Kingston Wharves, which held its annual general meeting on Thursday, said it expects to break ground for the construction of its near-port logistics facility at Ashenheim Road in Kingston in the fourth quarter of this year as well as begin the rebuilding of berth three as part of its expansion plans.
It has also committed $100 million in support of a drainage-improvement project at Newport West, a much-needed compliment to the Government’s extensive roadwork now under way.
Stephenson told the Financial Gleaner that the contractor should start working on the improvement works to the drain in another week or two.
He said that the works would extend from Newport West to the sea and would not include the area near the Tinson Pen aerodrome on Marcus Garvey Drive in Kingston, which was extensively flooded, causing traffic gridlock across the city in October, last year.
The near-port facility will add over 300,000 square feet of warehouse space to Kingston Wharves’ facilities.
“Our value proposition surrounding the operation will be further bolstered with the area being designated a special economic zone, which is close to being realised,” the port executive said.
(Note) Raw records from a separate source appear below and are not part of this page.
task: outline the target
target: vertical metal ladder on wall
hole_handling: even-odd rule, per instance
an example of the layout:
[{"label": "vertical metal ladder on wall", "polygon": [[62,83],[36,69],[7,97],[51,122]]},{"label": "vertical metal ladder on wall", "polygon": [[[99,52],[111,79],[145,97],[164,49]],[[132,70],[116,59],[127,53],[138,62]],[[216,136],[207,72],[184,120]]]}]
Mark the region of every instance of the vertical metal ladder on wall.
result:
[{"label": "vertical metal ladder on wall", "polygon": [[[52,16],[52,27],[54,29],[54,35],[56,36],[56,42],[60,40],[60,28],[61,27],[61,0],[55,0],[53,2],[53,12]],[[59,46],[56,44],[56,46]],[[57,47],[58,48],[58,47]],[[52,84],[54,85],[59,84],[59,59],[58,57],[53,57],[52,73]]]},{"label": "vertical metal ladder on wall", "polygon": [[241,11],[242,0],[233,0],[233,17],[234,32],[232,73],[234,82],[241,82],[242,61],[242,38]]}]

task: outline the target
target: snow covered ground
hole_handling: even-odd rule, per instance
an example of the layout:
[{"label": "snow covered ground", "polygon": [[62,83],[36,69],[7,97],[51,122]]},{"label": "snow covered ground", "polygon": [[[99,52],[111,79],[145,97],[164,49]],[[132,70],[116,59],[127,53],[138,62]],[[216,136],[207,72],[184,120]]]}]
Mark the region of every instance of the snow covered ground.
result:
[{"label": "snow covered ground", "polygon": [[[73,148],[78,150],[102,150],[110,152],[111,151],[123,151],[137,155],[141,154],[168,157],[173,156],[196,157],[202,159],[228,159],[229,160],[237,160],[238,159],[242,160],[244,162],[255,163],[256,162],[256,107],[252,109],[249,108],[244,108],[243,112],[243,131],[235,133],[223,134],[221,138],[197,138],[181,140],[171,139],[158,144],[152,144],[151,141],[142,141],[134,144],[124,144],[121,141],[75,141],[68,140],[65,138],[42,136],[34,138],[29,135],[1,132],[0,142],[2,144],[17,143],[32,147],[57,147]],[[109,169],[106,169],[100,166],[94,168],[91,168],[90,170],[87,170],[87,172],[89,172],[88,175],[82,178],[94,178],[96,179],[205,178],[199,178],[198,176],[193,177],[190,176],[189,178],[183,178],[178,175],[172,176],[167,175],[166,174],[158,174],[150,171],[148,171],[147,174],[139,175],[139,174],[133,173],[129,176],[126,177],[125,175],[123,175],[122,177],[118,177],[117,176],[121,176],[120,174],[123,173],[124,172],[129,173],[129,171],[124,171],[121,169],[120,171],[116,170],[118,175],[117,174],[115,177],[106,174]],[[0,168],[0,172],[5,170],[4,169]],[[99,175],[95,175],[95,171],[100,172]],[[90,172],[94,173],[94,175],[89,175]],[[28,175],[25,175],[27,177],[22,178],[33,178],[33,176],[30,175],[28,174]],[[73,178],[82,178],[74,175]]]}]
Following the completion of berth three, attention will turn to upgrading works on two other berths, said Stephenson at the meeting held at the new AC Hotel in New Kingston.
Revenue generated by the company’s terminal operation for the first quarter ending March was $1.35 billion, or 10 per cent higher than the corresponding period in 2018, while divisional operating profit increased by 37 per cent from $385 million to $527.8 million year on year, said Stephenson.
The logistics division generated revenue of $478 million, an increase of 21 per cent over the corresponding period in 2018, while operating profit grew by 78 per cent.